Proving $\sqrt 3$ is irrational.

Question

There is a very simple proof by means of divisibility that $\sqrt 2$ is irrational. I have to prove that $\sqrt 3$ is irrational too, as a homework. I have done it as follows, ad absurdum:

Suppose $$\sqrt 3= \frac p q$$

with $p/q$ irreducible, then

$$\begin{align} & 3q^2=p^2 \\ & 2q^2=p^2-q^2 \\ &2q^2=(p+q)(p-q) \\ \end{align}$$

Now I exploit the fact that $p$ and $q$ can't be both even, so it is the case that they are either both odd, or have different parity.
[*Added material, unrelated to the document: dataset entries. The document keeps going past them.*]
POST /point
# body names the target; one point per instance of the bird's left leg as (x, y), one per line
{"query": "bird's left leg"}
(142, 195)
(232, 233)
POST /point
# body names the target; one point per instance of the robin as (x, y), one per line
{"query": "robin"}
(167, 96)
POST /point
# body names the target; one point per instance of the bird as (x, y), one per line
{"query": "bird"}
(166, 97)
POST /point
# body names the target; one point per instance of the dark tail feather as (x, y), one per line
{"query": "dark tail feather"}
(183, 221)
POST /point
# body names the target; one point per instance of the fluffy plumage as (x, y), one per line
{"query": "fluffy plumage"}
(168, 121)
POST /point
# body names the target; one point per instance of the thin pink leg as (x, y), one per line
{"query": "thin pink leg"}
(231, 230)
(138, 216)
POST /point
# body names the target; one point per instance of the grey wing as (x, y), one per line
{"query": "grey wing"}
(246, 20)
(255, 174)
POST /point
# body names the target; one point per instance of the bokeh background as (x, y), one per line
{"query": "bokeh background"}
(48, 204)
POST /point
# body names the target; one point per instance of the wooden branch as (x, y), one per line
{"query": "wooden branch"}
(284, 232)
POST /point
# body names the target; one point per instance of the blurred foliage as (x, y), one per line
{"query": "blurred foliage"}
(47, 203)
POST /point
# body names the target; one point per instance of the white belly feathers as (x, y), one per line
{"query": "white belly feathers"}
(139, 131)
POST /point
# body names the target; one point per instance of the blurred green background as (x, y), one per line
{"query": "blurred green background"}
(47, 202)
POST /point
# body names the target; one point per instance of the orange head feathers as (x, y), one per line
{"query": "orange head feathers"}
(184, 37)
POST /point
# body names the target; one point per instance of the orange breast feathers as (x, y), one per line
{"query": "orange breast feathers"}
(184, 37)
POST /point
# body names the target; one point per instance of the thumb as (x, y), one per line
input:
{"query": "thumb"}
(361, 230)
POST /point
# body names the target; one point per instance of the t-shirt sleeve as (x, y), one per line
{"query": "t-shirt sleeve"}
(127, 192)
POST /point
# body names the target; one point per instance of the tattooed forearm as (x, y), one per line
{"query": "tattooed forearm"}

Suppose then that $p=2n+1$ and $q=2m+1$

Then it is the case that

$$\begin{align} &p-q=2(n-m) \\ &p+q=2(m+n+1) \\ \end{align}$$

Which means that

$$\begin{align} &2q^2=4(m-n)(m+n+1) \\ &q^2=2(m-n)(m+n+1) \\ \end{align}$$

Then $q^2$ is even, and so is then $q$, which is absurd. Similarly, suppose $q=2n$ and $p=2m+1$.

Then $p+q=2(m+n)+1$ and $p-q=2(m-n)+1$. So it is the case that

$$\begin{align} &2q^2=(2(m-n)+1)(2(m+n)+1)\\ &2q^2=4(m^2+m-n^2)+1 \\ \end{align}$$

So $2q^2$ is odd, which is then absurd.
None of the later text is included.